It is estimated that almost 10 million people die from cancer annually. Even with the widespread advancements we've made in science and technology, the complete cure for cancer has eluded humankind for long. What’s worse, it’s not just humans who are suffering from this disease. You would be surprised to know that the mortality rate in the animal kingdom due to cancer is quite similar to that of humans.
A lot of you must be aware that pet dogs and cats are often diagnosed with various forms of cancer. Wild animals get cancer, too. Tasmanian devils, sea lions, beluga whales, among others, often die as a result of being afflicted with this disease.
One animal, however, doesn’t seem to get cancer that often – the elephant. In fact, only about 5% of elephants die from cancer. This is remarkably low for an animal that is so large in size.
Elephants, the giants of the wild, have an average life span of 60-70 years, which is considered unusual for an animal that is so large. If we go by statistics, bigger animals have more cells, and hence, should have greater occurrences of cancer. This is simply because their cells are dividing so quickly they should just have really high rates of mutation and cancer. But that isn’t the case with elephants. This phenomenon is called “Peto’s paradox”, named after the scientist Richard Peto, who observed that cancer prevalence is not correlated with body size.
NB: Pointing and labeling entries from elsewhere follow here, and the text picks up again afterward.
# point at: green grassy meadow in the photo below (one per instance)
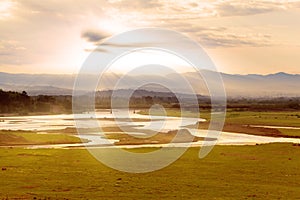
(32, 138)
(228, 172)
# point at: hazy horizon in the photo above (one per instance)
(261, 37)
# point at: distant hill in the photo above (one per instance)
(252, 85)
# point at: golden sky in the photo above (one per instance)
(240, 36)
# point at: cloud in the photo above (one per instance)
(94, 35)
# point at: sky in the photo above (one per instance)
(241, 37)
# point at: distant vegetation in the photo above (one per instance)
(22, 103)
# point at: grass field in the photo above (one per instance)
(239, 172)
(30, 138)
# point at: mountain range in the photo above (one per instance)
(251, 85)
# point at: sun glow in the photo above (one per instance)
(5, 9)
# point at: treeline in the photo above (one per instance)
(21, 103)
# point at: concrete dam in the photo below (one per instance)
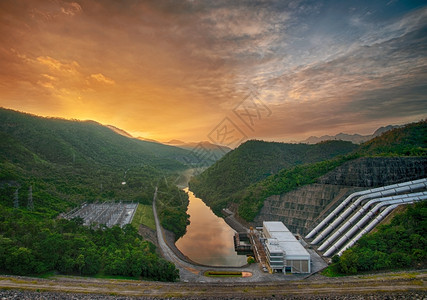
(302, 209)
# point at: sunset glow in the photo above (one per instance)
(278, 70)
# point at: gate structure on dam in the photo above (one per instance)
(360, 212)
(107, 213)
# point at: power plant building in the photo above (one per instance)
(284, 252)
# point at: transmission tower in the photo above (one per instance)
(30, 204)
(16, 200)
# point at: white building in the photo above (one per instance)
(284, 252)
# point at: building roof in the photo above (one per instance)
(286, 241)
(275, 226)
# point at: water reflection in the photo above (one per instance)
(209, 240)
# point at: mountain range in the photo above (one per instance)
(354, 138)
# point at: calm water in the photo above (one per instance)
(209, 240)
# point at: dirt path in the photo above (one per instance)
(402, 284)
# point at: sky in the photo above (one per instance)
(223, 71)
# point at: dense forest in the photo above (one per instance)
(256, 169)
(255, 161)
(400, 244)
(32, 245)
(65, 163)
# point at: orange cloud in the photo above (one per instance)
(101, 78)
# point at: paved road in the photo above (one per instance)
(194, 273)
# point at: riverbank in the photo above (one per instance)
(402, 285)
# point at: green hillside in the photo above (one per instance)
(69, 162)
(243, 175)
(410, 140)
(81, 142)
(254, 161)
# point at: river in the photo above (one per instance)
(209, 240)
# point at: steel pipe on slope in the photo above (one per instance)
(411, 186)
(357, 194)
(341, 230)
(359, 225)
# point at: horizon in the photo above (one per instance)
(222, 72)
(177, 142)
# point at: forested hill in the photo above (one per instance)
(70, 162)
(78, 143)
(410, 140)
(242, 176)
(48, 166)
(256, 160)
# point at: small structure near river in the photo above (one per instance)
(107, 213)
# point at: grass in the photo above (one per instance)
(144, 215)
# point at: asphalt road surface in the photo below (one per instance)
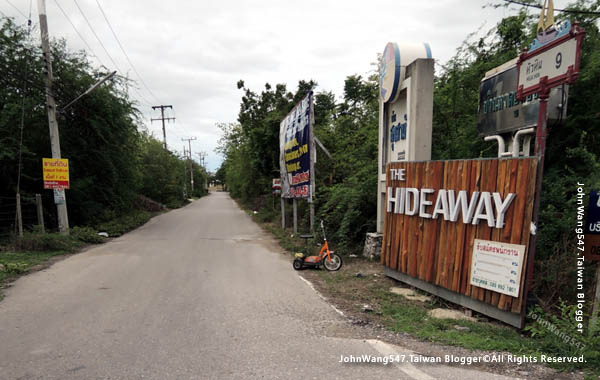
(196, 293)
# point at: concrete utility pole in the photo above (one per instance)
(201, 156)
(190, 159)
(163, 118)
(59, 195)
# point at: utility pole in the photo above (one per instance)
(201, 156)
(190, 159)
(59, 194)
(163, 118)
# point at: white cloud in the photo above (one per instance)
(192, 53)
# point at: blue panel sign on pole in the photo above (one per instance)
(593, 221)
(295, 144)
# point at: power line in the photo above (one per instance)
(79, 34)
(96, 35)
(143, 99)
(558, 10)
(125, 53)
(17, 9)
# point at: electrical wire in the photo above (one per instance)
(17, 9)
(22, 121)
(78, 33)
(96, 35)
(99, 41)
(125, 53)
(558, 10)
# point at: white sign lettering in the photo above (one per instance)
(485, 206)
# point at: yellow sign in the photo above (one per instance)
(56, 173)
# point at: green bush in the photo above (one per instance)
(125, 223)
(87, 235)
(16, 268)
(557, 334)
(46, 242)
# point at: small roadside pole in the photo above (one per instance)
(19, 216)
(40, 212)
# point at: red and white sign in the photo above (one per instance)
(550, 65)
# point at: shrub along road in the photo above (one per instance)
(197, 293)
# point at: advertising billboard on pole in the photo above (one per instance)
(296, 150)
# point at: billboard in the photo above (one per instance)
(56, 173)
(499, 109)
(296, 150)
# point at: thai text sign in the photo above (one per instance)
(436, 210)
(500, 111)
(56, 173)
(295, 145)
(550, 63)
(497, 266)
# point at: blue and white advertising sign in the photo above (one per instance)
(593, 220)
(295, 147)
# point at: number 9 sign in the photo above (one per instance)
(558, 60)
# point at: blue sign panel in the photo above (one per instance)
(295, 140)
(593, 222)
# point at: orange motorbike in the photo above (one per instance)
(329, 259)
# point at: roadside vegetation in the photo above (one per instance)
(113, 159)
(346, 184)
(120, 174)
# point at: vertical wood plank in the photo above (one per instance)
(528, 216)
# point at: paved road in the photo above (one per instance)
(197, 293)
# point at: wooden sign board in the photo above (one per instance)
(431, 247)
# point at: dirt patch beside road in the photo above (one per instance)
(361, 292)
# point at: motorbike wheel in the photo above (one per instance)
(297, 264)
(334, 264)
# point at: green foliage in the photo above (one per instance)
(557, 334)
(33, 241)
(124, 223)
(87, 235)
(111, 159)
(346, 185)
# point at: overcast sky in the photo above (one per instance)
(192, 53)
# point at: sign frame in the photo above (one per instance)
(61, 183)
(545, 83)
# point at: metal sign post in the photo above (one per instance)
(553, 59)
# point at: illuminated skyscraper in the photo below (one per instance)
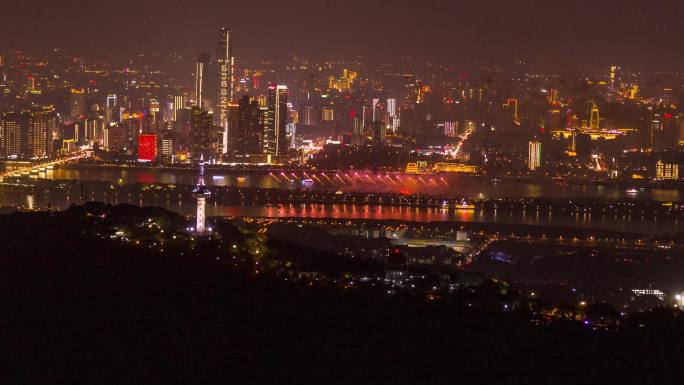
(202, 65)
(594, 118)
(534, 156)
(201, 193)
(109, 109)
(275, 130)
(328, 114)
(392, 107)
(10, 135)
(357, 131)
(246, 130)
(178, 104)
(39, 135)
(77, 102)
(225, 62)
(201, 134)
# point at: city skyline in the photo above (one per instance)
(603, 31)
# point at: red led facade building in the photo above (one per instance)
(147, 147)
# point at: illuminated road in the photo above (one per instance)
(37, 167)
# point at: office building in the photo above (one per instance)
(225, 62)
(534, 156)
(201, 68)
(77, 102)
(275, 130)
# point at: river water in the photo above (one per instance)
(455, 185)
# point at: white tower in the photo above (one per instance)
(201, 193)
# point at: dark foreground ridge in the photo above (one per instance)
(76, 307)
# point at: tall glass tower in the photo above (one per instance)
(225, 63)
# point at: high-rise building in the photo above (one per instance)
(379, 132)
(328, 114)
(224, 60)
(10, 135)
(680, 129)
(667, 171)
(77, 102)
(39, 133)
(291, 135)
(110, 108)
(147, 147)
(201, 67)
(27, 135)
(178, 104)
(275, 130)
(247, 129)
(392, 107)
(357, 131)
(201, 134)
(594, 117)
(201, 194)
(534, 156)
(309, 118)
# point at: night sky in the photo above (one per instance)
(645, 34)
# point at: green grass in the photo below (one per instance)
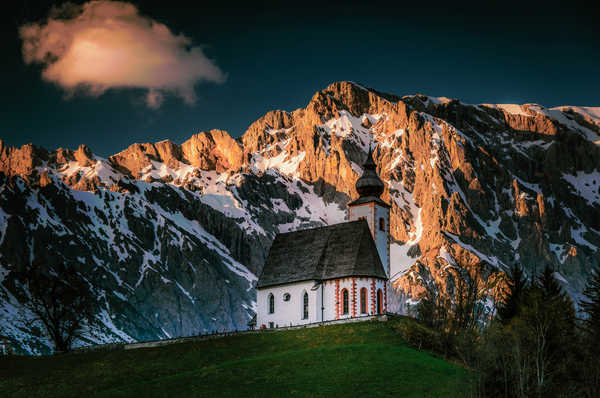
(363, 359)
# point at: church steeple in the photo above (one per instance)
(369, 184)
(373, 209)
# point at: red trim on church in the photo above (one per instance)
(337, 299)
(385, 296)
(373, 296)
(353, 296)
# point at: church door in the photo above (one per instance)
(379, 302)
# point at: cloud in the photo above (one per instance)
(108, 44)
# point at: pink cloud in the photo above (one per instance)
(108, 44)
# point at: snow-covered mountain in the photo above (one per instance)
(172, 237)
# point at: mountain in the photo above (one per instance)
(172, 237)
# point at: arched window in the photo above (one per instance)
(345, 305)
(305, 306)
(271, 301)
(363, 300)
(379, 302)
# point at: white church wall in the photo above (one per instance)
(333, 294)
(362, 211)
(382, 237)
(287, 312)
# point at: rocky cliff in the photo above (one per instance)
(171, 237)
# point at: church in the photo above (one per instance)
(334, 272)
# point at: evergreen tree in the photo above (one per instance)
(517, 285)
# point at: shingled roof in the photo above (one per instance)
(331, 252)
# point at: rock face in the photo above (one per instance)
(173, 236)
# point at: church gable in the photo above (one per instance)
(330, 252)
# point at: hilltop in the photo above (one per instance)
(350, 360)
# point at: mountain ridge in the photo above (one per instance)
(473, 188)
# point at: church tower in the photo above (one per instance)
(373, 209)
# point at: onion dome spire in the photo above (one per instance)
(369, 184)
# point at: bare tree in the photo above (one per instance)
(61, 300)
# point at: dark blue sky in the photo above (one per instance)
(277, 57)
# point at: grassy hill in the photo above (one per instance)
(351, 360)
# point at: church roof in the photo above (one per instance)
(331, 252)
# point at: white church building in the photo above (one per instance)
(333, 272)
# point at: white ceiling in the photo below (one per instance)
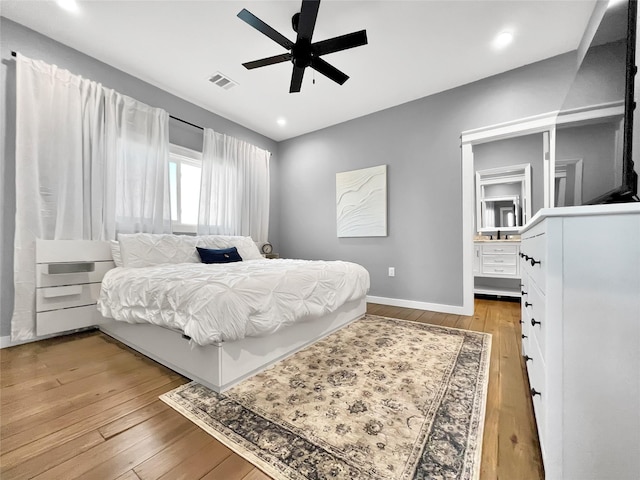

Now, a new study has offered clues in regard to the elephant's apparent immunity to cancer, which could lead to being a breakthrough from a medical standpoint. Apparently, elephants have, what researchers are saying, a “zombie gene”. In other words, these animals have extra copies of two cancer-fighting genes. Firstly, there is P53, which hunts for cells with miscopied DNA. The other and more significant one is Leukemia Inhibitory Factor or LIF – a gene that eliminates the mutated cells before they can form a tumor.
Interestingly, a majority of mammals have one copy of LIF. But elephants have 7 to 11 of them. The one that is doing the job for these giant mammals appears to be Leukemia Inhibitory Factor Pseudogene or LIF6. So far, this has only been found in elephants, and this is what scientists believe is helping their bodies remain mostly cancer-free.
On checking the evolutionary record of these animals, it was later discovered that the LIF6 had actually become inactive in elephant DNA millions of years ago. Curiously, though, it then mysteriously resurrected itself. Initially, it was a broken and useless gene. However, as the elephants evolved, so did the genes, and the LIF6 managed to reawaken in them as a working “zombie gene”.
To illustrate the significance of the LIF6 gene, scientists carried out lab experiments where they caused DNA damage to African elephant cells. The damage appeared to trigger P53 to turn on the LIF6 gene which then went on to destroy the impaired cells. Furthermore, when the LIF6 was prevented from functioning, the elephant-specific sensitivity to cell damage seemed to disappear.
Take a look at this video below to understand more about the "zombie gene".
Scientists also believe that the LIF6 gene is not the only one keeping cancer in check in elephants. “LIF6 is playing a small part in a broader process,” says Vincent Lynch, an evolutionary biologist at the University of Chicago. Joshua Schiffman, a pediatric oncologist at the University of Utah, agrees, and adds: “there are almost certainly going to be other findings as well.”
In 2018, a team of scientists published a study that laid emphasis on another set of genes that helps in repairing broken elephant DNA instead of killing damaged cells. Further studies are being conducted in this regard which could lead to significant breakthroughs in understanding how the elephant remains largely immune to cancer.
Meanwhile, the importance of the tumor-suppressing gene P53 in elephants cannot be undermined, too. Before the LIF6 gene was discovered, scientists believed that it was P53 that helped elephants remain mostly cancer-free. In 2015, Schiffman and his team had published a paper that found that elephants have extra copies of P53. Humans have one copy of this gene while elephants have 20.
“P53 can recognize DNA damage and then go, ‘OK what are our options?’” explains Amy Boddy, a biologist at the University of California, Santa Barbara. Cells that have normal issues can be repaired. However, the ones with severe damage become prone to cancer. This is where the P53 steps in and orders those cells to be killed in elephants. Furthermore, P53 also stops the cell from proliferating. That gives it the time to repair itself when damaged.
Thus, with these two super genes – the P53 and the LIF6 – the elephant has managed to fight off cancer for so long.
Bowhead whales and blind mole rats are some of the other animals in the wild who have managed to found ways to live long lives without suffering from this dreaded disease. Perhaps, the more we understand about the basic biology of all these animals, the more it would help humans in the longer run.
Currently, scientists are working with pediatric oncologists, the zoo, and the circus to learn from elephants. The ultimate goal is to attain a complete understanding of the elephants’ defense mechanism against cancer and to use it in the cancer treatments for humans.